FOR IMMEDIATE RELEASE: Community Advocacy Impacted Public Service Commission Ruling on DTE
FOR IMMEDIATE RELEASE
May 12, 2020
Contact: Bridget Vial, 313-720-4330, email@example.com
Community Advocacy Impacted Public Service Commission Ruling on DTE
DETROIT - Last week, the Public Service Commission – the 3-member, governor-appointed Commission which regulates utilities – approved a 4.6% rate increase for DTE Energy in the midst of a pandemic and the worst economic crisis since the Great Depression.
There’s good news, however. Facing mounting pressure from advocates, the Public Service Commission took DTE to task for a number of outrageous budget items, nixing hundreds of millions of dollars requested for bloated executive compensation, and unjustified spending on fossil fuel plants and IT infrastructure. Most notably, the commission ruled to reduce DTE’s return on equity from 10% to 9.9%, flaunting DTE’s request for an increase in profits.
“The Administrative Law Judge found that DTE’s request amounts to asking for a rate base a billion dollars higher than they need to provide safe and reliable service,” said Bridget Vial of Michigan Environmental Justice Coalition. “We applaud their decisions to rightfully limit shareholder and executive profits, but we cannot continue to try and meet in the middle with a company that shows a complete disregard for health and affordability.”
DTE proposed a marketing and accounting scheme designed to artificially create profit from their utility-scale solar installations on the backs of their ratepayers.
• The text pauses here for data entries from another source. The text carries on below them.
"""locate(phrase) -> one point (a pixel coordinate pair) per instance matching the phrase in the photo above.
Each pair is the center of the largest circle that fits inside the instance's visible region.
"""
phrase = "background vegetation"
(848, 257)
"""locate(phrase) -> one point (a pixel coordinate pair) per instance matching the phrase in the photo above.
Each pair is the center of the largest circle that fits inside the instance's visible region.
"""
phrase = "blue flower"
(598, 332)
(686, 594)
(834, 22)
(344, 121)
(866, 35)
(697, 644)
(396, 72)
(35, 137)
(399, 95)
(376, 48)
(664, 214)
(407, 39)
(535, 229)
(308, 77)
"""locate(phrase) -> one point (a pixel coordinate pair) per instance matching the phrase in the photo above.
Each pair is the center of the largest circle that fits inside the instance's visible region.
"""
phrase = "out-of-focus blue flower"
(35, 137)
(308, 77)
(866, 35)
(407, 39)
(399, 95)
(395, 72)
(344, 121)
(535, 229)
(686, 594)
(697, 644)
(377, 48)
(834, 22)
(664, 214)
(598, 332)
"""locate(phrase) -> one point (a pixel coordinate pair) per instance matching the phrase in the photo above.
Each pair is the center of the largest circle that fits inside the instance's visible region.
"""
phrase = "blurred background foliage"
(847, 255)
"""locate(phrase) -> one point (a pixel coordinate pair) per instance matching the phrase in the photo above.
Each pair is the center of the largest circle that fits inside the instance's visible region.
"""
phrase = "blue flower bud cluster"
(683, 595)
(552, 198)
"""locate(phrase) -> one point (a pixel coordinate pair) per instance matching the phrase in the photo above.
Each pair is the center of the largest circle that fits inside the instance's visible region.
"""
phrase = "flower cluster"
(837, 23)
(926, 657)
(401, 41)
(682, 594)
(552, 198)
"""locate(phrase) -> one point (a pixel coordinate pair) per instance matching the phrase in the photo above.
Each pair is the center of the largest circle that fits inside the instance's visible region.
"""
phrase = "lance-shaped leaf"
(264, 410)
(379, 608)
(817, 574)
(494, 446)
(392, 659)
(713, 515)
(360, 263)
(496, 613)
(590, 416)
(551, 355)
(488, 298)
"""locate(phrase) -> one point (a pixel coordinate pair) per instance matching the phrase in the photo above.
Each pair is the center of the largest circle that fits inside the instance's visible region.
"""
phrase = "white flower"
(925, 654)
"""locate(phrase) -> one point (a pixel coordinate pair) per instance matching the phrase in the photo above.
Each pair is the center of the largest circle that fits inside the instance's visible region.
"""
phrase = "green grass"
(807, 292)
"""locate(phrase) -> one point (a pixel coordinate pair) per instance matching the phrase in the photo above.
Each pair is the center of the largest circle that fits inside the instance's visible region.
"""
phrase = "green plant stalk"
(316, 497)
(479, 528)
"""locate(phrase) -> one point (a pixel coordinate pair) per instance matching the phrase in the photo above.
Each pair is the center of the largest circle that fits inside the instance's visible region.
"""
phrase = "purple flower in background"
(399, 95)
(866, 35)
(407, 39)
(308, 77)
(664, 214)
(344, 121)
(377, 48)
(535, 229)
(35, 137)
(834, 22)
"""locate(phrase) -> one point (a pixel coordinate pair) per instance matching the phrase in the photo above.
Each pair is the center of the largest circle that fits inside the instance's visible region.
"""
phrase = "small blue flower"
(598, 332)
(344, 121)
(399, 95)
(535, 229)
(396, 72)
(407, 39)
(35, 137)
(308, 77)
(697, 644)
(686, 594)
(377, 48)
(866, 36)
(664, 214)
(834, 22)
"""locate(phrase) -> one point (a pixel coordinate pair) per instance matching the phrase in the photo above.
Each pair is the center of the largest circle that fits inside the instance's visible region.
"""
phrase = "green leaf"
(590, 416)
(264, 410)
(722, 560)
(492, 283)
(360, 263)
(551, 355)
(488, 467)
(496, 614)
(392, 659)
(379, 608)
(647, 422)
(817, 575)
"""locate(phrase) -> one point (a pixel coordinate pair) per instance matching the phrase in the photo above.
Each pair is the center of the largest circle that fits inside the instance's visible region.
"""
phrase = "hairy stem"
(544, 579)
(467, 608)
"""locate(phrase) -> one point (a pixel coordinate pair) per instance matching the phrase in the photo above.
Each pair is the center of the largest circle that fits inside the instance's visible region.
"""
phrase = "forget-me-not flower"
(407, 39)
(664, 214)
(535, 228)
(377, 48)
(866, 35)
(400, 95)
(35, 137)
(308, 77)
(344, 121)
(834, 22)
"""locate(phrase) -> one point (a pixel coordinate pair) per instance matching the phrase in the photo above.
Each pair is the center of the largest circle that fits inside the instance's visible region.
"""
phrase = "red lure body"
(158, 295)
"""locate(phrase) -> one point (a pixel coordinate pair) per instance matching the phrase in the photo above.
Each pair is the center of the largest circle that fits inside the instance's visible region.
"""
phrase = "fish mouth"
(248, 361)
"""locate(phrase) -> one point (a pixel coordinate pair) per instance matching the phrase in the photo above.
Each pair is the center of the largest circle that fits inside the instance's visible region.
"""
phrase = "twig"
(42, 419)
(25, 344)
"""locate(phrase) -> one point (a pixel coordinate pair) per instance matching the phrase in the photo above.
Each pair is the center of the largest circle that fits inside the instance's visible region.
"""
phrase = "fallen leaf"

The MPSC rightfully saw through this gambit and not only rejected the program, but directed DTE to work with low-income advocates like Soulardarity and Michigan Environmental Justice Coalition to design solar programs that capture the real benefits of clean energy for frontline communities. Even so, community members are wary of DTE’s viability as a company and don’t think it provides safe, affordable energy.
“DTE is a ticking time bomb,” said Shimekia Nichols, deputy director of Soulardarity. “As fossil fuel industries are facing financial crisis, DTE is still spending billions of dollars on gas pipelines and banking on the Michigan Public Service Commission to protect them. It’s time for the Commissioners to see the writing on the wall and support Michigan’s right to choose safe, affordable, local clean energy.”
This rate hike comes after huge chunks of DTE’s proposed Integrated Resource Plan were scrapped due to their failure to provide adequate information. DTE also filed for a gas rate hike of 8.3% for residential customers, while their unregulated subsidiary pipeline business spent $2.65 Billion on pipelines in Texas, a risky investment that caused Fitch Ratings to downgrade their bond rating.
“For DTE’s shareholders to get business-as-usual returns during a pandemic -- that’s a bailout,” said Michelle Martinez of the Michigan Environmental Justice Coalition. “People haven’t been able to pay their rent, their utility bills in two months due to massive layoffs. Corporations need to pay their share.” The Work for Me, DTE campaign has called for ability-to-pay billing during the pandemic, and the Citizen’s Utility Board of Michigan called for required expansion of debt forgiveness programs for low-income customers.
Advocates and the MPSC expect that DTE will file for further rate hikes to make up for lost profits due to COVID-19.